Horst-Eberhard Richter

Wanderer zwischen den Fronten

Gedanken und Erinnerungen
Cover: Wanderer zwischen den Fronten
Kiepenheuer und Witsch Verlag, Köln 2000
ISBN 9783462028904
Broschiert, 352 Seiten, 21,47 EUR

Klappentext

"Der Vorteil des Alters ist ja, dass man - als vermeintlich nur noch beschränkt zurechnungsfähig - den vom momentanen Zeitgeist getragenen Anführern des ökonomischen und militärischen Machtdenkens ungeschützt die Meinung sagen kann."

Rezensionsnotiz zu Frankfurter Rundschau, 22.12.2000

Anton-Andreas Guha stellt zunächst klar, dass das Buch keinerlei Gemeinsamkeiten aufweist mit dem Text von Walter Flex "Wanderer zwischen den Fronten". Vielmehr sei Richter Pazifist, bedingt durch seine Kriegserlebnisse, die ihm zwar spät, aber dafür umso deutlicher, die Verbrechen Hitlers vor Augen geführt hatten. Diese Autobiografie gefällt dem Rezensenten aus mehreren Gründen. So lobt er sehr, dass Richter nicht streng chronologisch vorgeht, sondern einen lockeren, "anekdotenhaften" Stil bevorzugt. Sein Leben werde von Richter nicht erzählt, "wie er es gelebt, sondern wie er es erlebt" habe. Ein anderer Aspekt, der Guha sehr gefällt, ist die Spannung des Buchs, die sich seiner Ansicht nach vor allem aus Richters Sprachbegabung herleitet und der Tatsache, dass Richter immer wieder die traumatischen Erlebnisse als Soldat vor Stalingrad bei seinen späteren Aktivitäten in der Friedensbewegung und bei seinem sozialen Engagement eine motivierende Rolle spielen lässt. Interessant findet Guha auch Richters Verhältnis zu Politikern, etwa zu Michail Gorbatschow, der bisweilen seinen Rat einholte, seine Freundschaft zu Willy Brandt und Oskar Lafontaine, aber auch seine Vorwürfe an Gerhard Schröder, Rudolf Scharping und Joschka Fischer, denen er Opportunismus vorhält.

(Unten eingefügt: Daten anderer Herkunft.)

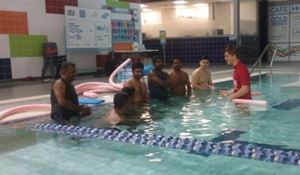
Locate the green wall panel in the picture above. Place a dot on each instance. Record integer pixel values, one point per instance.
(27, 45)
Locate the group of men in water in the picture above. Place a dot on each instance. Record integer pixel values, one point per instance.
(64, 99)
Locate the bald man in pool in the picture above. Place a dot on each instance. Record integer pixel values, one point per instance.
(64, 100)
(241, 77)
(140, 89)
(180, 83)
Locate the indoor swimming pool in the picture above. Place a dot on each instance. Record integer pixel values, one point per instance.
(204, 116)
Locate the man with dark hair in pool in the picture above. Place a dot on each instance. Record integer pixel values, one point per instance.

Rezensionsnotiz zu Süddeutsche Zeitung, 31.05.2000

Es gibt einen zentralen Satz in der Rezension von Tilmann Moser, der wie Horst-Eberhard Richter der Zunft der Psychoanalytiker angehört: "Im neuen Buch kann man ihn begleiten, ohne erzogen zu werden." Richter, mittlerweile 76 Jahre alt, legt mit diesem Buch seine zweite Autobiographie vor. Noch einmal lassen sich, so Moser, die Quellen nachvollziehen, aus denen sich Richters politisches Engagement und sein "unerbittlicher Pazifismus" speisen. Die eigenen Kriegserlebnisse als Soldat, aber auch seine Kritik an der Haltung der Grünen zum Balkankrieg, die Wehrmachtsausstellung, Spielbergs Film über den "Soldaten James Ryan", all das sind Themen, die im Buch Niederschlag finden. Das Moralische, das Richters frühere Bücher gelegentlich gekennzeichnet habe, schreibt Moser respektvoll, aber auch mit Abstand, sei einer teils kämpferischen, teils resignierten Altersweisheit gewichen.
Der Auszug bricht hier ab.